In terms of relationships, a lot of pushing and defining boundaries. Uncovering slowly, getting rid of "should's" in my language, and owning up to respecting my body and my choice.
As far as OM practice goes, it only gets better in terms of being present to sensation and feeling empowered to communicate for adjustments. Within the safe container of this partnered practice, I fill 15 minutes in and out of consciousness in a nonjudgemental environment.
I find it beautiful that at the end of the practice, we end with a frame that discusses one sensation we felt at one moment in time. “heat in my fingers that electrified down my arms" "electricity buzzing down my spine to my head”
There was one time when I was at morning OMCircle and feeling particularly emotional. My body was in tune with that and I allowed myself to slowly let go. My partner ended his frame sharing his gratitude and that he felt slight tears surfacing in his eyes. That's effing incredible. For me, that's connection.
Unconventional, alternative, new-age, call it what you want. It feels good to feel good. Now is the time to be present, grateful, and express ourselves.
So I signed up for the OneTaste Coaching Program starting in November! I’m excited and a bit scared to not only uncover hidden truths in my altered perception of sexuality but also for this opportunity to work on coaching skills as well. This is just the beginning of internal mastery and invoking inspiration.

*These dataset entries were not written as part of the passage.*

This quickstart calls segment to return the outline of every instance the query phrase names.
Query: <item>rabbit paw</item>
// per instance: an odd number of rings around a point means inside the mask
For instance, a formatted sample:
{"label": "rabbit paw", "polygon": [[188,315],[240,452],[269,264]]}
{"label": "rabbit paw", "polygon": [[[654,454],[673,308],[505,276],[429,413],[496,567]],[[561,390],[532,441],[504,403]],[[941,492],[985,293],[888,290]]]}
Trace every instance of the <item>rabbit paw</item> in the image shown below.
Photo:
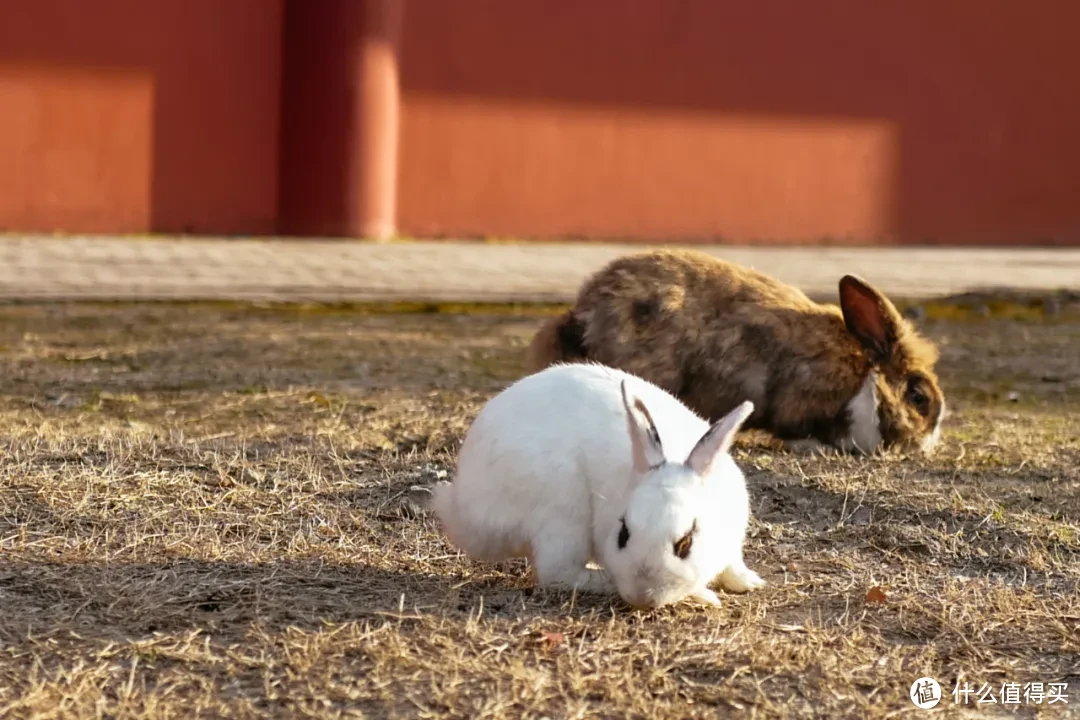
{"label": "rabbit paw", "polygon": [[720,585],[728,592],[744,593],[764,587],[765,581],[745,563],[738,562],[720,574]]}
{"label": "rabbit paw", "polygon": [[690,597],[703,605],[720,607],[720,597],[709,588],[702,588],[690,594]]}
{"label": "rabbit paw", "polygon": [[825,445],[814,438],[787,440],[784,442],[784,448],[792,455],[827,456],[837,454],[836,448]]}

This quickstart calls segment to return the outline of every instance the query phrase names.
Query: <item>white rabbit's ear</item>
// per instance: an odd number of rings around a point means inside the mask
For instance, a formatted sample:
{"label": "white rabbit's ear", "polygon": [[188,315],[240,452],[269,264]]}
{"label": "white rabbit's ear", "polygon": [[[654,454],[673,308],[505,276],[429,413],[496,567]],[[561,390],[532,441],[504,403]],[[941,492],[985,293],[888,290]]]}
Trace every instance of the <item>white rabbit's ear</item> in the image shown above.
{"label": "white rabbit's ear", "polygon": [[660,444],[660,433],[656,423],[641,398],[630,395],[626,389],[626,380],[620,386],[623,407],[626,409],[626,429],[630,433],[630,448],[633,453],[634,471],[642,475],[664,464],[664,448]]}
{"label": "white rabbit's ear", "polygon": [[745,400],[713,423],[690,451],[690,456],[686,458],[686,464],[690,466],[690,469],[699,477],[707,476],[712,469],[713,461],[731,449],[731,444],[735,442],[735,434],[753,412],[754,403]]}

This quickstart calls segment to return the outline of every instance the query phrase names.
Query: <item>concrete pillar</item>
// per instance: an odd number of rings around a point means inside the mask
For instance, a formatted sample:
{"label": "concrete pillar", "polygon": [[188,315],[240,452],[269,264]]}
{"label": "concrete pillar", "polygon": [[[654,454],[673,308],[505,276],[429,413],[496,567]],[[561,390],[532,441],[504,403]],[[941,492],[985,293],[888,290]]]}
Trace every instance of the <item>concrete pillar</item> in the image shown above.
{"label": "concrete pillar", "polygon": [[360,235],[380,240],[392,236],[396,229],[398,49],[403,1],[363,0],[364,34],[354,65],[358,89],[354,105],[355,222]]}
{"label": "concrete pillar", "polygon": [[278,196],[283,234],[394,234],[403,5],[287,0]]}

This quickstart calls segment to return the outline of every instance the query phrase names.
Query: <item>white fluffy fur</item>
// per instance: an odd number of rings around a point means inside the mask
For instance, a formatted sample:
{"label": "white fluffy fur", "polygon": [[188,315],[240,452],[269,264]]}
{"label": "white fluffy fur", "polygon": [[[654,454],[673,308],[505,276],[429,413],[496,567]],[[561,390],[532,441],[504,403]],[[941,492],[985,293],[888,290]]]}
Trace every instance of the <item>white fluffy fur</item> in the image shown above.
{"label": "white fluffy fur", "polygon": [[846,437],[840,438],[834,448],[815,438],[788,440],[784,446],[799,454],[833,452],[860,452],[869,455],[881,445],[881,418],[878,416],[877,373],[871,372],[863,381],[855,397],[848,401],[851,426]]}
{"label": "white fluffy fur", "polygon": [[840,449],[844,452],[857,450],[869,455],[881,445],[877,378],[876,372],[867,375],[859,392],[848,402],[851,427],[848,429],[848,436],[840,440]]}
{"label": "white fluffy fur", "polygon": [[937,419],[934,421],[934,430],[929,435],[922,439],[922,451],[924,453],[933,452],[937,447],[938,441],[941,440],[941,421],[945,419],[945,401],[941,401],[941,409],[938,410]]}
{"label": "white fluffy fur", "polygon": [[[644,474],[634,470],[632,438],[648,442],[647,418],[631,412],[628,424],[623,380],[631,407],[640,398],[660,436],[662,453],[646,446],[645,459],[662,464]],[[432,507],[466,554],[528,557],[538,584],[617,590],[639,607],[686,597],[717,604],[714,579],[735,592],[764,584],[743,562],[750,506],[728,453],[750,410],[746,403],[706,435],[708,423],[641,378],[597,364],[554,365],[481,410],[454,482],[436,485]],[[619,549],[623,518],[629,541]],[[695,521],[691,552],[680,559],[674,544]],[[602,569],[586,567],[590,561]]]}

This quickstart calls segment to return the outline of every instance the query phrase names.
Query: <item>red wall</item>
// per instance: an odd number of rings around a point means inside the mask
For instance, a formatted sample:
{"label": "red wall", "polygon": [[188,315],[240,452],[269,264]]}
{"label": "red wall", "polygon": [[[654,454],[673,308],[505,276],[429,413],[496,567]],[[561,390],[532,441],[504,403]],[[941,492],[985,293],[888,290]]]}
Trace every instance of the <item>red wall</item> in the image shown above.
{"label": "red wall", "polygon": [[0,229],[273,232],[282,0],[0,0]]}
{"label": "red wall", "polygon": [[0,229],[1080,245],[1076,28],[1075,0],[0,0]]}
{"label": "red wall", "polygon": [[410,0],[415,235],[1080,244],[1075,0]]}

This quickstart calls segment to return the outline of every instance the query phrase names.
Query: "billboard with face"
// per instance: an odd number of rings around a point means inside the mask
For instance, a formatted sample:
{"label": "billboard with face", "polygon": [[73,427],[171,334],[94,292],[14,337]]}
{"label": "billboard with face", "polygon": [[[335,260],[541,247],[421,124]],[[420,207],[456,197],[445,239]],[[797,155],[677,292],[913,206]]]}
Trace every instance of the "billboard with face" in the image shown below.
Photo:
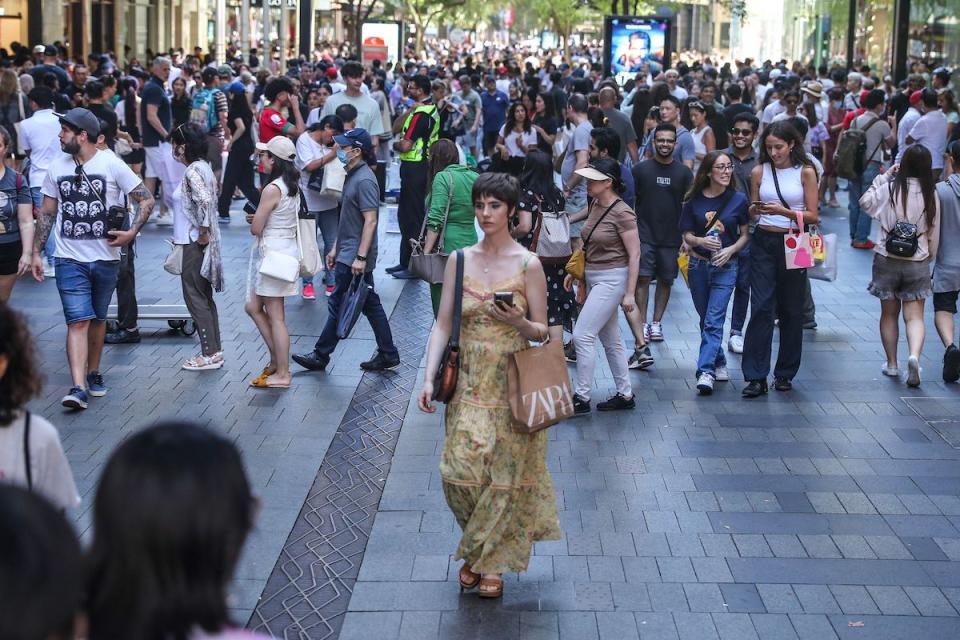
{"label": "billboard with face", "polygon": [[638,72],[655,76],[670,66],[669,18],[610,16],[604,35],[604,71],[621,85]]}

I’d love to discuss OM or my challenge/experience with fear/letting go and my progress thus far. If you're interested in learning more, feel free to message me directly firstname.lastname@example.org.
OH! Check out the Q&A with Natalie Thiel from OneTaste and find out their 5 Values here !
CREATE A LIFE YOU LOVE
For those who want to start practicing on how to lean into their desires, start small.
It doesn't have to be about OM or sex or grand wild gestures to live a crazy life of adventure and instability...
The whole point of this reflection, with personal vulnerable storytelling, was simply a call to action: just to be present to how you feel
To be whole is to make space for the whole range of human emotion. We’re all in this together.
Small deliberate actions inspired by your true desires create a life you love.
For example, if one of your core desires is to feel “love and connection.” Some small deliberate actions for that could be just to just ask for longer hugs, platonic cuddles, or to call up old friends and family to catch up.
Love and connection doesn’t mean having one wine glass too many and sleeping with the closest person next to you. Desire shouldn't mean getting what you want at the expense of other people and yourself. Assume your self-worth and respect other people in doing so.
It’s important to note that if you have to step outside of yourself, away from your values and Soul, to get your needs met, then you’re not really going to get your needs met. Rooted within our core desired feelings is still our value system which I still encourage everyone to be mindful of!!!!
You see what I did there?
MINDFUL : VALUES :: LISTEN : FEELINGS :: CONNECT: DESIRE
Be MINDFUL of your values. LISTEN to your feelings. CONNECT to your desires.
Lastly some questions to consider:
My core desired feelings:
My core values:
What do I need to do to feel the way I want to feel?
My intentions and small goals for this week/month/year?
I guess this is just the beginning. Thanks for listening.